Troca de dia Se hoje o grupo desfila às segundas-feiras de carnaval, “saindo pontualmente às 17h do Bairro Pilar”, quando foi criado, o bloco desfilava no domingo. “Como o Carnaval cresceu demais, achamos melhor sair em dia mais tranquilo”, diz Cida, justificando a troca do dia da farra. Nem adianta perguntar às Marias como vai ser o desfile de 2015. “A gente só sabe quando a bateria começa a tocar”, garante Rigueira.

Há seis anos O Balanço da Cobra vem desfilando com a banda Rodrigo Silva e instrumentistas que, por adorar a folia, integram-se ao grupo (como o saxofonista Chico Amaral). “Nosso compromisso é levar alegria, não deixar cair o bom humor, a sátira, essa coisa gostosa do bloco de, em janeiro, encontrar as pessoas, conversar e preparar o desfile”, diz Rigueira.
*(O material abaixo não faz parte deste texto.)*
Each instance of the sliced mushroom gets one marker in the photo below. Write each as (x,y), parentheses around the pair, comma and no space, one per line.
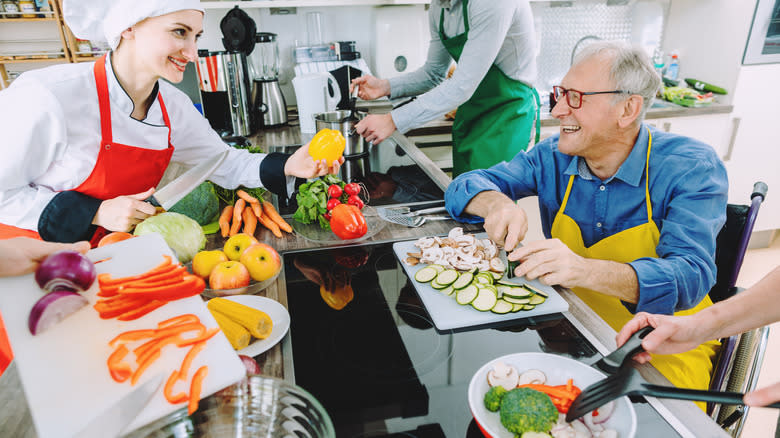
(503,375)
(532,376)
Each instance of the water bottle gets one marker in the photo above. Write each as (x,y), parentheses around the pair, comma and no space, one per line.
(673,71)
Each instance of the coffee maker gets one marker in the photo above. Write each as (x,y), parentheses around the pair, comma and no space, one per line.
(267,100)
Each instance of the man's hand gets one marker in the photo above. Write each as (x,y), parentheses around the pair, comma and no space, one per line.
(376,127)
(22,255)
(124,212)
(672,334)
(301,165)
(370,87)
(552,262)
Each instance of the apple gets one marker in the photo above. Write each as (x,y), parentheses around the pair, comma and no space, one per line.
(236,244)
(229,275)
(204,262)
(262,261)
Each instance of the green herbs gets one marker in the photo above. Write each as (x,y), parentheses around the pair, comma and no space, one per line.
(312,200)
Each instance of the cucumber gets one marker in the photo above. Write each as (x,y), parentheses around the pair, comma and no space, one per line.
(514,300)
(484,301)
(501,307)
(426,274)
(516,292)
(447,277)
(463,280)
(703,86)
(535,290)
(466,295)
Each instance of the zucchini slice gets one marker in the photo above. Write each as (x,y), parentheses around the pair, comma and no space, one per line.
(447,277)
(484,301)
(464,279)
(426,274)
(502,307)
(466,295)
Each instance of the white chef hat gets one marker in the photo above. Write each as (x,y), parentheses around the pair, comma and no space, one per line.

Ela não esconde alguma saudade dos primeiros tempos. “Ouro Preto cresceu muito, tem muito carro, muito abadá, as marchinhas desapareceram. O Carnaval se setorizou. É um grupo aqui, outro lá. Não perdeu a graça, mas a criatividade”, avalia. “É Carnaval maravilhoso, mas podia ser melhor.”

Memória da folia

Maria Aparecida Zurlo, apontada como a responsável pela existência, até hoje, do Balanço da Cobra, é natural do Espírito Santo. Veio para Ouro Preto em 1968. “Já sou mineira”, avisa. Quando chegou à cidade, ela recorda, o Carnaval era animado, mas pequeno, sendo movido por alguns blocos, charangas, escolas de samba e bailes em clubes.
Grupos como o Banjo de Prata, Bloco da Lata, do Carlota, do Brito Filho, além do centenário Lacaios do Palácio, que criaram caminho para outros, a partir dos anos 1970, como o Nata da Sociedade, Bandalheira, Bloco da Barra, do Mata e os mais recentes Sanatório Geral, Santa Fôrra, entre outros.


Naqueles tempos, lembra Cida, a folia era movida por bandas e marchinhas, com muitas crianças fantasiadas e homens vestido de mulheres. “Tudo diversão pura e na rua.”. Nessa época, os blocos não precisavam de autorização da Prefeitura para desfilar pelas ruas.

Cida, mesmo considerando que “não há como organizar festa como o Carnaval”, acha que foi necessário alguma ação nesse sentido. “Houve momentos que, por serem muitos blocos, eles congestionavam a rua, e ninguém passava, criando uma situação tensa. Hoje tem reunião, compromisso, cada um sabe em que dia vai sair, o que facilita as coisas”, observa. Para quem começou com “meia dúzia de gatos pingados”, reunir hoje 300 de pessoas na largada encanta. “É energia boa, como de Ano Novo, encontro de amigos.”

Depoimento

Eduardo Trópia
58 anos, fotógrafo

"Se o Balanço da Cobra já desfilou 40 vezes, devo tê-lo fotografado umas 30 vezes. O bloco representa, de forma autêntica, a magia do carnaval em Ouro Preto. Mostra, ainda, o que ele foi, o que é e o que pode ser. Nos anos 1960 e 70, era um carnaval tranquilo, gostoso, com pessoas fantasiadas. Cresceu, virou uma confusão, tornou-se, a partir dos anos 1990, um carnaval sem lei ou glamour. Mas que continua sendo exemplo de que é possível ter carnaval de rua em que as pessoas podem se divertir. Quem começou a desfilar, aos 18 anos, no Balanço da Cobra, hoje, aos 58 anos, continua a desfilar nele com a mesma garra."


LINHA DO TEMPO

Século XIX –
Surgem os primeiros blocos de carnaval, logo criminalizados. A elite comemora a folia em bailes nos clubes e teatros.

1867 – Criado, em Ouro Preto, o Sé Pereira dos Lacaios, formado por funcionários do Palácio do Governo (Ouro Preto era então a capital de Minas Gerais).

1897 – Operários que trabalhavam na construção da nova capital, Belo Horizonte, criam o bloco Diabos de Luneta e desfila com carroças enfeitadas.

1899 – Chiquinha Gonzaga, então com 52 anos, compõe O Abre Alas, hino oficial da festa. São da virada do século, ainda, o frevo e a afoxé.

1920 – Surgem as primeiras escolas de samba. A mais antiga, “Deixa Falar”, daria origem à escola Estácio de Sá. A “Vai como pode” se tornaria a Portela.

1937 – É gravado Mamão eu quero, de Vicente Paiva e Jararaca, uma das mais famosas músicas brasileiros no mundo, tendo inclusive a versão em inglês I want my mama, lançada por Carmen Miranda.

1950 – Nasce o trio elétrico, em Salvador, com Dodô e Osmar.

1957 – Surge a Império do Morro de Santana, a mais antiga escola de samba de Ouro Preto.

1972 – É criado, em Ouro Preto, o bloco Bandalheira, paródia de bandas militares, com penicos na cabeça e botas.